On Zero-sum Stochastic Game Models of Security in Controlled Systems

Cedric Langbort
Associate Professor, Aerospace Engineering, UIUC
Date: May 30, 2013


We consider several models of control over adversarial channels (i.e., channels which are strategically acting to disrupt the control task, as opposed to merely randomly dropping packets or blocking messages), as idealizations of denial-of-service and other attacks on networked control systems.

We study the resulting zero-sum stochastic games between jammer and controller, prove that the value exists for general formulations, and provide necessary and sufficient conditions for the existence of saddle-point equilibria in mixed strategies. These correspond to situations where the jammer randomizes in a region of the plant's state space, and thus can potentially “masquerade” as a legitimate (non-malicious but imperfect) stochastically packet-dropping channel. Implications in terms of signature of an attack and possible detection mechanisms are then discussed.

Parts of this work are joint with V. Ugrinovskii (EE, University of New South Wales at ADFA), A. Gupta, and T. Basar (UIUC).

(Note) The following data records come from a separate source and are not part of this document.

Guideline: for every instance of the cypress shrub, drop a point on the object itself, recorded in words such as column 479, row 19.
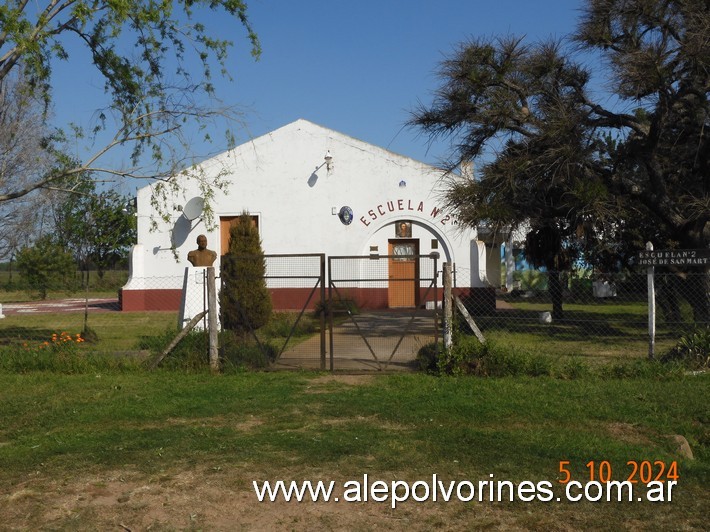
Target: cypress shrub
column 245, row 301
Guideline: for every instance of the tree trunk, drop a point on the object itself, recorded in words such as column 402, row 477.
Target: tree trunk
column 554, row 286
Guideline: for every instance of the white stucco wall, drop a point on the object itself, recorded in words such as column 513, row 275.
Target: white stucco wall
column 281, row 177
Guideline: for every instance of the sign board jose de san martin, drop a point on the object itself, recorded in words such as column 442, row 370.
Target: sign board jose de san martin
column 675, row 257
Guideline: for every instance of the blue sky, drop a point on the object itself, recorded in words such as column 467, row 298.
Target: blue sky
column 359, row 67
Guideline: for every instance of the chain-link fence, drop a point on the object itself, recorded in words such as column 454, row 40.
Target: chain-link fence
column 596, row 317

Cedric Langbort is currently on sabbatical at UC Berkeley from the University of Illinois at Urbana-Champaign (UIUC), where he is an associate professor of Aerospace Engineering and affiliated with the Decision & Control Group at CSL. Prior to joining UIUC in 2006, he studied at the Ecole Nationale Superieure de l'Aeronautique et de l'Espace - Supaero in Toulouse (France), the Institut Non-Lineaire in Nice, and Cornell University, from which he received his Ph.D. in January 2005. He also spent a year and a half as a postdoctoral scholar in the Center for the Mathematics of Information at Caltech. He works on applications of control, game, and optimization theory to a variety of fields; most recently to “smart infastructures” problems within the Center for People & Infrastructures which he co-founded and co-directs at CSL. He is a recipient of the NSF CAREER Award and the advisor of a IEEE CDC best student paper award recipient.